Jerah Forestry Proposal
Meeting with UPM Tilhill, 17 November 2012
Members of the Community Council met personnel from UPM Tilhill, the forestry company, on Saturday 17th November in the Dumyat Centre. Representatives of the Ochils Paragliding Club and Friends of the Ochils were also present.
Presentation by Mr. Andrew Vaughan
This is a reduced image
and links to a larger version.
For a clearer version use the
link to the PDF version (5MB!)
The "back" button returns here.
Andrew Vaughan, UPM Tilhill's District Manager, set out in some detail the plan for a forestry planting scheme around Jerah and Menstrie Glen in the hills above the village. It was the land-owner's intention to turn most of the land to forestry in the face of decreasing returns from sheep-farming and the increasing effort it required. Grazing would probably continue on the highest areas, retained as open ground.

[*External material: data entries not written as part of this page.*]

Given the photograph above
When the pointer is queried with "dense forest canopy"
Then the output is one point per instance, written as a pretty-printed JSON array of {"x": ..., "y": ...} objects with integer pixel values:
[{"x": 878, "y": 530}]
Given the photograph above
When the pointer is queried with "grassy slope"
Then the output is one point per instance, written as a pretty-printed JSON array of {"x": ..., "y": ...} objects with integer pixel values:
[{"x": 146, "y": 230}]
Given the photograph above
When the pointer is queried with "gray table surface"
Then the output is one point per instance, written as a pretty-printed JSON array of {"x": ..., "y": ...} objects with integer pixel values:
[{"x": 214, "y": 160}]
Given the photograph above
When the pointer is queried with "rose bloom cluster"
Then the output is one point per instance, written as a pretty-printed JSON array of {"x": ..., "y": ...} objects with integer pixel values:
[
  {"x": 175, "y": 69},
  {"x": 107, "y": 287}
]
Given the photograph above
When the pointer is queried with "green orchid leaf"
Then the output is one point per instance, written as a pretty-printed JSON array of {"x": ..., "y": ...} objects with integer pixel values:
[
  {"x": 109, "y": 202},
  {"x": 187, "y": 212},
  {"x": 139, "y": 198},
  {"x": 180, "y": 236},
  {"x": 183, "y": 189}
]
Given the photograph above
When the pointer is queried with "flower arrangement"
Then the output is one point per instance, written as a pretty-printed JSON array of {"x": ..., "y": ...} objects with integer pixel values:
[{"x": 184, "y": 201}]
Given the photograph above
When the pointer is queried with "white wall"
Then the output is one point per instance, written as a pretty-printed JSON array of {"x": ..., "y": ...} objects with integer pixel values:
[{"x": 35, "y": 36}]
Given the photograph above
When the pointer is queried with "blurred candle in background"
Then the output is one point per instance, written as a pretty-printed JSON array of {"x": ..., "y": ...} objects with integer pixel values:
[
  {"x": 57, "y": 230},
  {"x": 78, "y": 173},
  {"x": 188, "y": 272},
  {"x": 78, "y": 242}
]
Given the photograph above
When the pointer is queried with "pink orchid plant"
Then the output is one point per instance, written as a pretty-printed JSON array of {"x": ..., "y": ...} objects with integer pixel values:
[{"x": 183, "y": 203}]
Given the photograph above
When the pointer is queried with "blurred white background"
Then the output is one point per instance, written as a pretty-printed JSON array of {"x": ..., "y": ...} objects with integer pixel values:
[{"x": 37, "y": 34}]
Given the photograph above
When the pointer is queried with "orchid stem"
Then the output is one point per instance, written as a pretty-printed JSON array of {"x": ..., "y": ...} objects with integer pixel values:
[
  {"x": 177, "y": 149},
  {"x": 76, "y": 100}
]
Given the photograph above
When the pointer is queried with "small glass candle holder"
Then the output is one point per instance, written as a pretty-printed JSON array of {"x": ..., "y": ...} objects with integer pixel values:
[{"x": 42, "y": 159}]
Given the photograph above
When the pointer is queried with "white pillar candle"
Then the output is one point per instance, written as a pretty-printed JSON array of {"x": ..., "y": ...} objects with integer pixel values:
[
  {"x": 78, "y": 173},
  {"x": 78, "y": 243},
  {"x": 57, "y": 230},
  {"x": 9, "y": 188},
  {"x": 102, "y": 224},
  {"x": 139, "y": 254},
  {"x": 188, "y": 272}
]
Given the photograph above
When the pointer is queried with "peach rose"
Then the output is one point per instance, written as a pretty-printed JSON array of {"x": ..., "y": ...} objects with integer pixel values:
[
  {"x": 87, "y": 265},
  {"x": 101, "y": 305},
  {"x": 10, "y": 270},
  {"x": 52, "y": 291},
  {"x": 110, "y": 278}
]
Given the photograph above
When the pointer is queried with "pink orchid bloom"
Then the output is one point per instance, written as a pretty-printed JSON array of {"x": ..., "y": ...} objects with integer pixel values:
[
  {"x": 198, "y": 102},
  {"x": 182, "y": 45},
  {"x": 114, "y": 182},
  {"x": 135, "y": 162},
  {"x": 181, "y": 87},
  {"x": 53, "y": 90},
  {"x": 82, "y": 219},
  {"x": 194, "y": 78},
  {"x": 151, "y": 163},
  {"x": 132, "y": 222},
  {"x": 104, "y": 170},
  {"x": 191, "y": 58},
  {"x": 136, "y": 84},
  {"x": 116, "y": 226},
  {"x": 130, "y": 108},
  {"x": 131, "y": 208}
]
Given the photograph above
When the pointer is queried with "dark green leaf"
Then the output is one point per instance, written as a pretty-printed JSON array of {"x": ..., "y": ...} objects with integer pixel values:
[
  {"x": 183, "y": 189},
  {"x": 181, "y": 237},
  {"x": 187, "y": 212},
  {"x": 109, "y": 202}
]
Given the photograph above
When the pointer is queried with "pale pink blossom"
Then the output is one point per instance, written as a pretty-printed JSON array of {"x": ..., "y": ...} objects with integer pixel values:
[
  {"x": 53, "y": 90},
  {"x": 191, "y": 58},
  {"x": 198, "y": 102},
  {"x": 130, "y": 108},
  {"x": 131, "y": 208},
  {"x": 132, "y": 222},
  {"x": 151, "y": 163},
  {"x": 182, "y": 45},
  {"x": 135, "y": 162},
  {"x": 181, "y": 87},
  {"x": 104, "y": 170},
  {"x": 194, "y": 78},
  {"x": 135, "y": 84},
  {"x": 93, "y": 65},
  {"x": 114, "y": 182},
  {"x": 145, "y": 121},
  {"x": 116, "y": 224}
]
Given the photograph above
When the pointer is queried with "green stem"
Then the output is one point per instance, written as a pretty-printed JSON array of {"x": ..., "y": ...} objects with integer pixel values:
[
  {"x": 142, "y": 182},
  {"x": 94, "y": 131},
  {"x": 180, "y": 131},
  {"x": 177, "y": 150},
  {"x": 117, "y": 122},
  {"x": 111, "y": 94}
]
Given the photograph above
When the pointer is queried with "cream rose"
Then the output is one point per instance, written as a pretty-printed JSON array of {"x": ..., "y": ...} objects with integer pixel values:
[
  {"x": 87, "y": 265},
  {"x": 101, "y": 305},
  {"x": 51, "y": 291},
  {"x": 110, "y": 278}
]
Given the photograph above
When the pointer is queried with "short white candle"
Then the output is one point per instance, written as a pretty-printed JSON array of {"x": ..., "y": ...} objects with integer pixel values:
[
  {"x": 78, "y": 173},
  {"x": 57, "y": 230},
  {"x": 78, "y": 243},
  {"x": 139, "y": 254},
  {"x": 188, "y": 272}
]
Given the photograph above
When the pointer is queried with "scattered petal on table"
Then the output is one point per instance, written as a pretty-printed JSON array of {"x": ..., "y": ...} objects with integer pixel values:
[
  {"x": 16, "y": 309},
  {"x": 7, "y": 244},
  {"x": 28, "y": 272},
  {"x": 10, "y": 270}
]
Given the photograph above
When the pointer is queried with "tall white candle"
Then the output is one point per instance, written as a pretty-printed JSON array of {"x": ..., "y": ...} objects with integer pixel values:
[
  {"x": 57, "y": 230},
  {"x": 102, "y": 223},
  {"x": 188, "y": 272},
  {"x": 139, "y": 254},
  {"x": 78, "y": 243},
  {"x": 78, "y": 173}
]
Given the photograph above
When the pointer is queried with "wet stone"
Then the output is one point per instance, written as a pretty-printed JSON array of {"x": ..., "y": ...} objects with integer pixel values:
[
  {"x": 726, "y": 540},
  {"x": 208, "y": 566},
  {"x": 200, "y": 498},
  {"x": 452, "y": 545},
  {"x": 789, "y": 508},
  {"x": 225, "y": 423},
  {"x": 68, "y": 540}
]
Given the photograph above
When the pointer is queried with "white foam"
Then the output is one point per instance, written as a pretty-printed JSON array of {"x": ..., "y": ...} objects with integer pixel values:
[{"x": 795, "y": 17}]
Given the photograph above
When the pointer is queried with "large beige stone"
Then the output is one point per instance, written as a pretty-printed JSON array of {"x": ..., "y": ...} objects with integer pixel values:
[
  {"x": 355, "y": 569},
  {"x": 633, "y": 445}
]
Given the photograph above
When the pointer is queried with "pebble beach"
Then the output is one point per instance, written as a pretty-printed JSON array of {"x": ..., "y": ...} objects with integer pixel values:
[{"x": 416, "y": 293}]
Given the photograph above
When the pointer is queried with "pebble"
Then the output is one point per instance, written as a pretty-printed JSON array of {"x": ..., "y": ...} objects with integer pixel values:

Mr. Vaughan outlined the Scottish government's policy on woodland creation, aimed at mitigating the effects of climate change through carbon capture and timber production. The scheme would also serve to buffer residual burn-side woodland and provide new habitat networks, comprising a mosaic of semi-natural vegetation, broadleaved woodland and open space amongst the productive conifer areas. Elements of the forestry codes of practice and UK Forestry Standard were also covered, including provision for safeguarding public access, archaeology and wider environmental issues. UPM Tilhill had taken great pains over the aesthetic design of the woodland and emphasised that it would not resemble the stark blankets of conifers such as were planted in the 1970's but, instead, provide a wide range of benefits.
For example, the rich archaeological history of Menstrie Glen could form the basis of signposted and interpreted walks. A wider network of access desire lines, paths and tracks would be established to maintain existing user routes and potentially effect a strategic route linking Menstrie with Dunblane. The southern section of the site around Myreton Hill that was either directly visible or immediately accessible from the village would incorporate a design of native broadleaves, mixed woodland (native broadleaves with small groups of mixed conifers) and Scots pine. The community will be further consulted over this area to influence the details of the design including, where practicable, flight lines for paragliding. UPM Tilhill would retain responsibility for management of gorse and maintaining access routes.
Work would not start for about 12 months. Road-building and forestry machinery would access the site exclusively from near the Sheriffmuir Inn in the the north-west, and would not come near Menstrie or Blairlogie villages. The track up from Menstrie would only be used for management and maintenance access on foot or ATV as is currently the case.
The site would mainly be protected by the existing stock-proof fence around the boundary. A deer-proof fence would be installed only around the woodland at Myreton Hill and access routes would be provided with stiles and, in some places, kissing gates and slip gates.
UPM Tilhill had come to hear the opinions of the Community Council, representatives of local residents and hill-goers, with the aim of learning more about patterns of recreational access and use. Their stated aim was to adjust the design and mitigate unwanted effects on the use of the hills and their appearance as seen from the village itself and more distant vantage points such as Dumyat, Tullibody, Stirling and the Sherrifmuir Road.
The Community Council had suggested modifications to pathways proposed in the first plan, seeking to bring them more into agreement with present routes for hill-walking and -running, while the Paragliding Club made a plea for keeping open customary and safe take-off and emergency landing zones. The Friends of the Ochils' delegate expressed deep unhappiness that, although archaeological items such as the remains of long-abandoned dwellings might remain undisturbed under the plan, the even more interesting patterns of historical cultivation on the hillsides would disappear under the planting. UPM Tilhill had, however, consulted the recently appointed Regional Archaeologist and gained his acceptance for their proposals.
The meeting concluded with UPM Tilhill proposing an open meeting in Menstrie at which their plan, modified in the light of the November meeting, would be put before residents and other interested members of the public.
The open meeting will take place on
Tuesday 18th December from 16.00 to 18.30h in the Dumyat Centre.